Buchloe Am 28. August 1991 kam Kerstin Neubert mit ihrem Mann Christian und ihren vier Kindern in Waal an. Knapp 600 Kilometer und mehrere Stunden Autofahrt lagen hinter der Familie aus der Nähe von Magdeburg. An ihre Ankunft im Ostallgäu erinnert sich die 52-Jährige heute noch genau: «Wir haben die Wohnung eingeräumt und sind danach sofort nach Füssen gefahren. Den Anblick, der sich uns dort bot, werde ich nie vergessen.» Malerische Berge, blau-weißer Himmel und grüne Wiesen. «Bis dahin dachte ich, so eine Landschaft gibt es nur auf Postkarten.»
Nicht ganz ein Jahr lag die Wiedervereinigung zurück. Nach 40 Jahren der Teilung war Deutschland wieder «einig Vaterland». In den unruhigen Zeiten der Wende verloren sowohl Kerstin und ihr Ehemann ihre Arbeit.

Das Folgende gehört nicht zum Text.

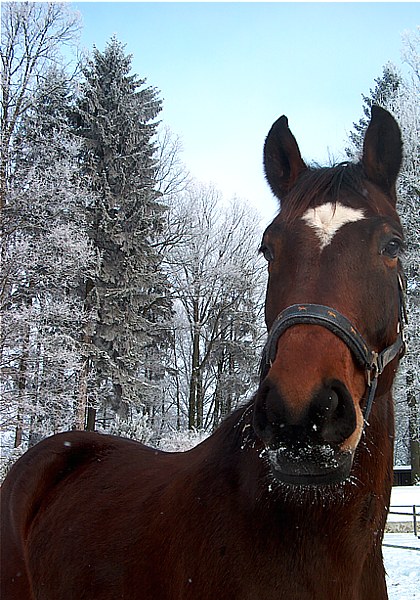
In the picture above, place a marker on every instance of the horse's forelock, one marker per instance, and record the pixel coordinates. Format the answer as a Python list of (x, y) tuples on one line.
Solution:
[(318, 185)]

Bei der Jobsuche stolperte das Ehepaar über ein Angebot des Pflegeheims Waal, das ein neues Pflegepaar suchte. «Als wir uns damals beworben haben, wusste ich nicht einmal, wo Waal liegt», gibt Kerstin Neubert mit einem herzlichen Lachen zu. Die Anstellungen erhielt das Ehepaar trotzdem - einer Absage für das erste West-Klischee inklusive. «Im Osten hat jeder zu mir gesagt, als Mutter von vier Kindern findest du im Kapitalismus nie eine Anstellung», erzählt Neubert: «Aber das hat sich als genauso falsch herausgestellt, wie die Annahme, dass man im Westen ausgebeutet wird oder alles viel besser und leichter ist.»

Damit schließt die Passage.